2012/04/20 6:17 に Tadashi YANAI が投稿   [ 2012/04/20 6:17 に更新しました ]
(...) 親族名称は、人間の分類を通じて、人々の社会的実践に枠組を与えるとともに、逆にそれらの実践の中で変化を被ってゆくものである。出来上がった作品(opus operatum)としての親族名称ダイアグラムが与える一義的で平面的な印象とは裏腹に、実際には、同じ対象に対してしばしば複数の名称が存在し、異なる名称は往々にして隠れた意味論的関係によって立体的に相互に結ばれている。親族名称の一部分はある種の社会的実践と関わり合い、別の部分は他の社会的実践と関わって、時には、両者のもつ論理がぶつかりあって、矛盾を露にすることもある。このような観点から見るならば、親族名称体系は、人々の社会関係の様々な側面を浮き彫りにするものである。

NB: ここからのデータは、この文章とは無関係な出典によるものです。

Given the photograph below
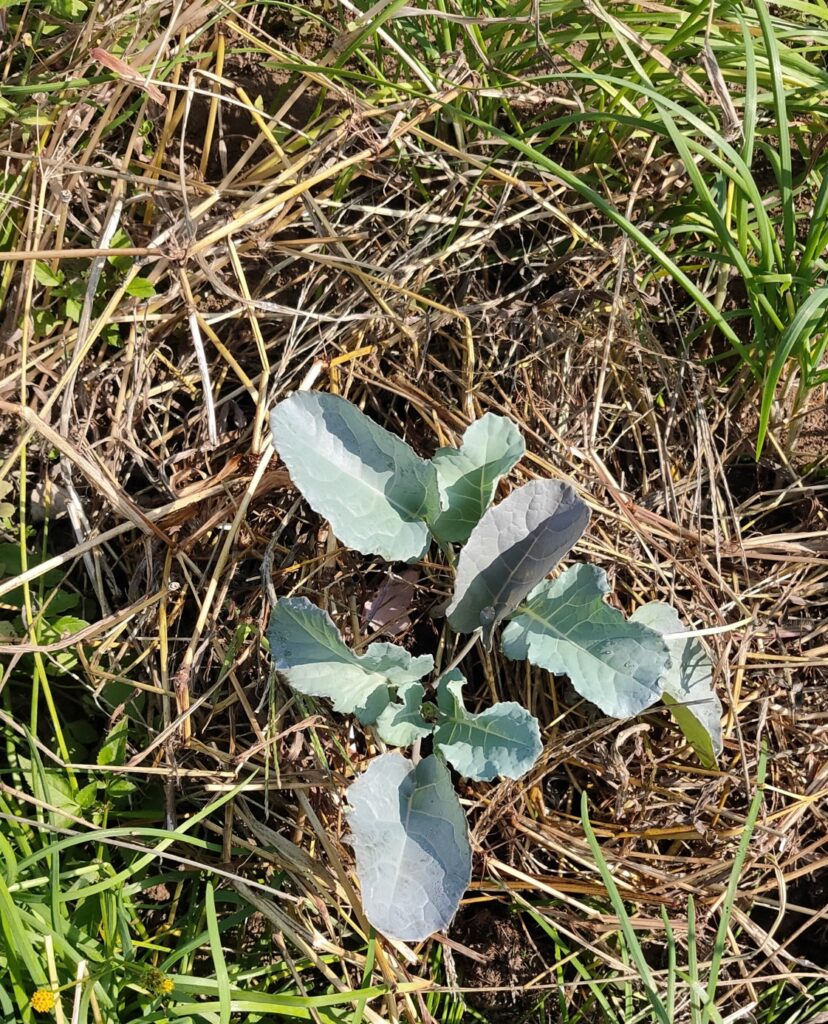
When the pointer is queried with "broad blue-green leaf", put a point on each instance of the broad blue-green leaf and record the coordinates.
(376, 493)
(505, 739)
(468, 476)
(566, 627)
(401, 722)
(512, 549)
(411, 846)
(688, 682)
(307, 647)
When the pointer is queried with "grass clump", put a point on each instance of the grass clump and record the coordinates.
(604, 221)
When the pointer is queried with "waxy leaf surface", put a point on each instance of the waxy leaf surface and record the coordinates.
(401, 722)
(307, 647)
(566, 627)
(371, 485)
(504, 739)
(468, 476)
(688, 682)
(411, 846)
(511, 550)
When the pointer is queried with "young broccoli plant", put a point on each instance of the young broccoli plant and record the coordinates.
(408, 830)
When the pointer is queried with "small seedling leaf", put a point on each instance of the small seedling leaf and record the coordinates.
(371, 485)
(566, 627)
(468, 476)
(401, 723)
(511, 550)
(688, 682)
(505, 739)
(307, 647)
(45, 275)
(140, 288)
(411, 846)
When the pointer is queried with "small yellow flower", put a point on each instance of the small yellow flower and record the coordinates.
(43, 1000)
(159, 983)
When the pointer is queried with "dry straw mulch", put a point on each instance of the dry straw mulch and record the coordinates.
(351, 261)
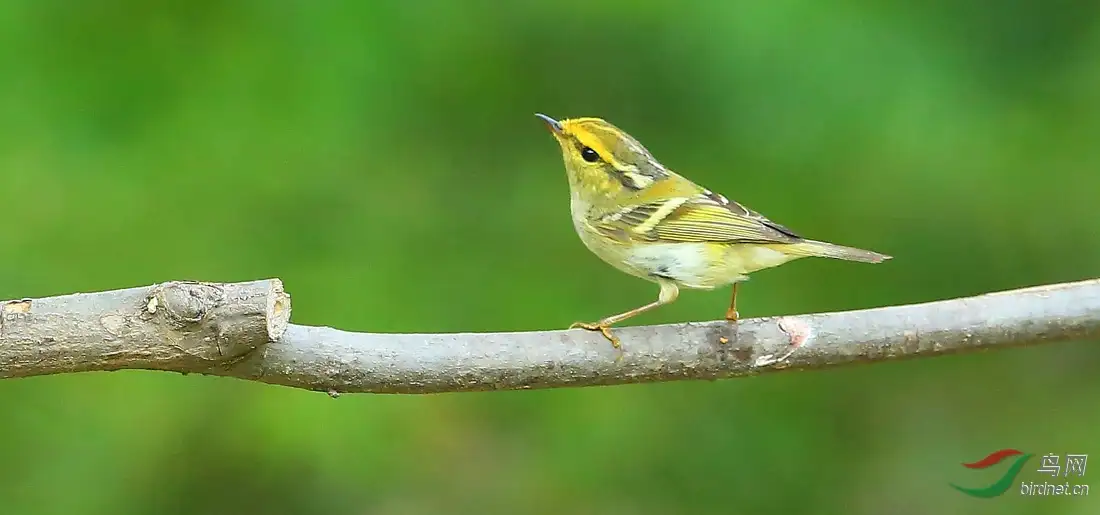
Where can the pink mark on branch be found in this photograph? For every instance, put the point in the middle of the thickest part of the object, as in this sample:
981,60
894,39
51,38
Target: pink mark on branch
799,332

(...) ここでは、カラフケン湖西北部地域における社会的人格の構成を、親族名称・個人名・魂という3つのレベルから見てきた。まず、カラフケン湖西北部地域の親族名称体系が、人間を天上界の秩序であるところの直系家族のメタファーによって把握する枠組を与えることに触れ、次に、個人名体系が、人々を、祖先の総体である「同名者(父方祖父)たち」の反復として規定することを論じ、最後に、個人の魂が、男系・女系の系譜を辿りつつ、至高神の決定に従って、祖先の魂の再生として形成されることをみた。しかし、ここまでみたことは、カラフケン湖西北部地域の社会的人格の構成についての考察の第一段階に過ぎない。問題の全体は、広い意味での婚姻の問題を次節で検討してゆくなかで初めて十分に把握できるようになるはずである。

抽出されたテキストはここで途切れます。